2000: San Francisco Tow-Auction Cars Fill My Back Yard

Murilee Martin
by Murilee Martin

Going through my old 2X2X2 35mm stereo slide pairs for posting on Cars In Depth (I’ve been messing around with twin-film-camera 3D for about 15 years now), I came across some shots of the ever-varied fleet of late-80s/early-90s Japanese subcompacts I owned during the heyday of San Francisco’s notorious City Tow car auctions.


City Tow has since been replaced by Auto Return, whose auctions are way less fun than the Wild West madness of the circa-2000 City Tow auctions. Back in those days, you’d show up to a grimy parking lot at Pier 70, eyeball a couple hundred towed vehicles in unknown condition (would the car start? were the seats packed with dirty syringes? Who knows?) for maybe 15 minutes, then get to bidding. Crowds of Hunter’s Point gang-bangers kept the auction proceedings lively, and 10-to-15-year-old Civics, Tercels, Corollas, and Sentras usually went for $100 to $300. I had a job not far from Pier 70, so I’d often drop by and risk a couple hundred bucks on, say, an ’86 CRX or ’90 Prizm. You’d pay your money, pay some sleazebag with a trunk full of car keys $35 to find a key that fit your new ride, then pay another dude with a car battery in a shopping cart 5 bucks for a jump start. I’d always bring starter fluid and a bare-bones toolbox, and I never once bought a Toyota, Honda, or Nissan that wouldn’t start (though I did once buy a Tercel wagon that had only third through fifth gears, which made climbing up the steep access road out of Pier 70 a real adventure.
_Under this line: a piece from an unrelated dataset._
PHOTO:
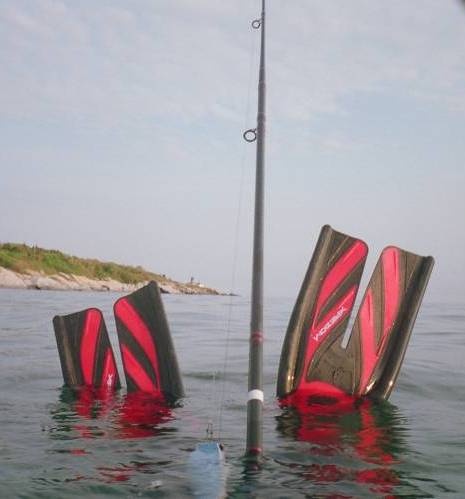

That Tercel ended up being a keeper, after I swapped in a Pick-N-Pull transmission; I’d traded my previous Tercel wagon— that one a 4WD model— to a guy who worked at Alternative Tentacles, in exchange for a bunch of the album inserts of the controversial H.R. Giger artwork used in the Dead Kennedys album Frankenchrist. Hmmm… wonder if those are worth anything now? The other two cars in the top photo— a ’90 Tercel hatchback and a ’91 Nissan Sentra coupe— didn’t stick around quite as long. Still, I think the early 90s era was really the golden age of Japanese subcompacts; they all had fuel injection, got great gas mileage, and were still small.

Murilee Martin
Murilee Martin

Murilee Martin is the pen name of Phil Greden, a writer who has lived in Minnesota, California, Georgia and (now) Colorado. He has toiled at copywriting, technical writing, junkmail writing, fiction writing and now automotive writing. He has owned many terrible vehicles and some good ones. He spends a great deal of time in self-service junkyards. These days, he writes for publications including Autoweek, Autoblog, Hagerty, The Truth About Cars and Capital One.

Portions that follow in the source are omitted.